El boicot a los productos nipones iniciado a partir de julio por la restricción comercial de Tokio, se ha extendido a las marcas de tabaco.
Según datos estadísticos del Servicio de Aduana, la importación de cigarrillos desde Filipinas ha registrado una caída intermensual del 7,3%, pasando de 439,9 toneladas en junio a 403 toneladas en julio.

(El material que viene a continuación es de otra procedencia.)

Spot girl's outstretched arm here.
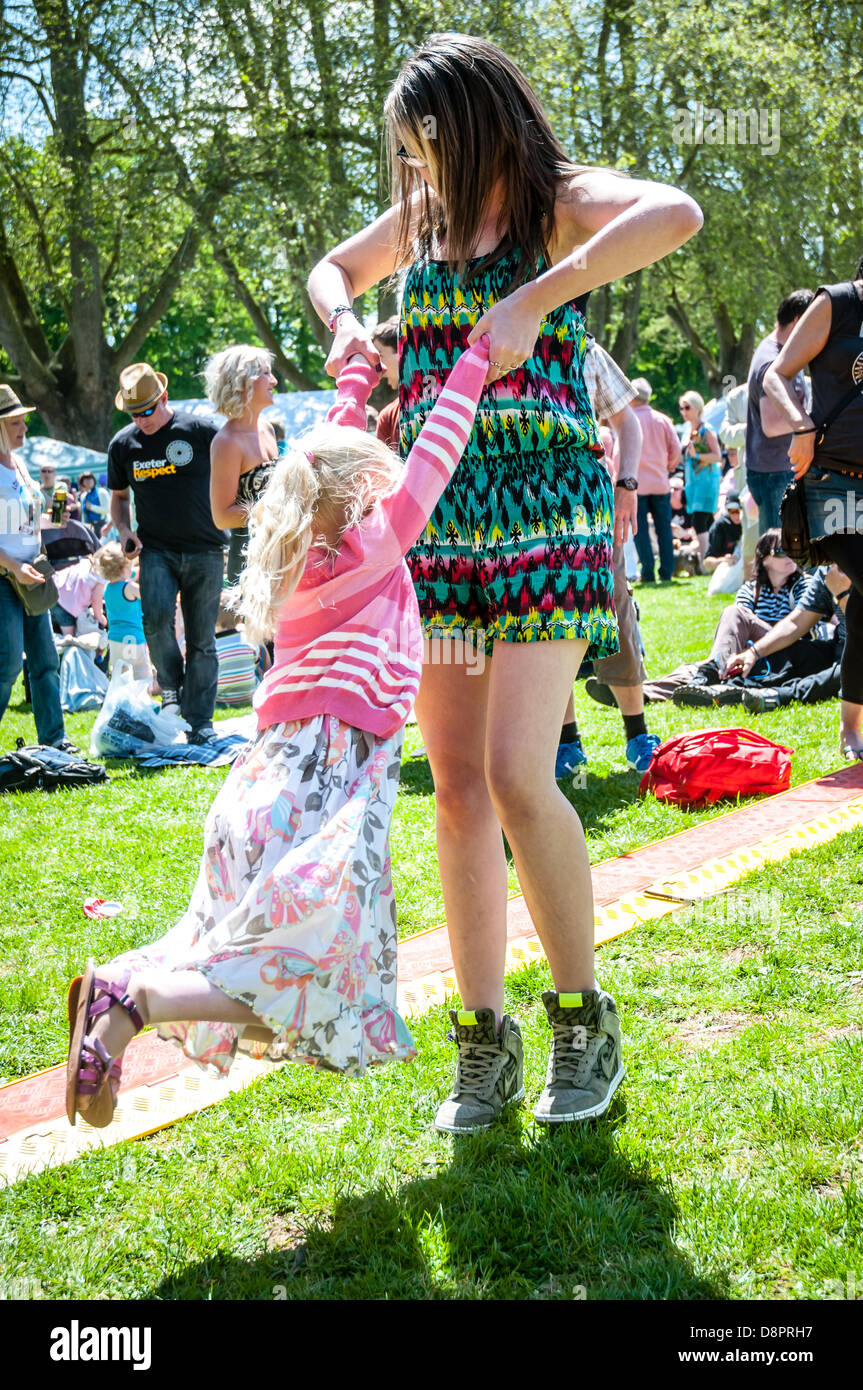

En Filipinas se localizan las fábricas de la firma japonesa de tabaco JTI, una de los cuatro principales compañías que ostentan la mayor cuota de mercado en Corea del Sur junto con KT&G, Philip Morris y BAT.
Las empresas citadas operan sus fábricas en territorio surcoreano, excepto la japonesa JTI que desde 2017 viene manufacturando sus productos en el país del Sudeste Asiático. La importación de tabaco desde Filipinas a Corea del Sur era nula hasta 2016, pero en 2017 contabilizó 2.085, 3 toneladas y en 2018 llegó a 4.974.
Sin embargo, los envíos sufrieron una caída abrupta este año, registrando tan solo 1.852,7 toneladas entre enero y julio, debido principalmente a la merma reciente relacionada con el boicot a productos nipones tras la ofensiva económica de Japón contra Corea del Sur.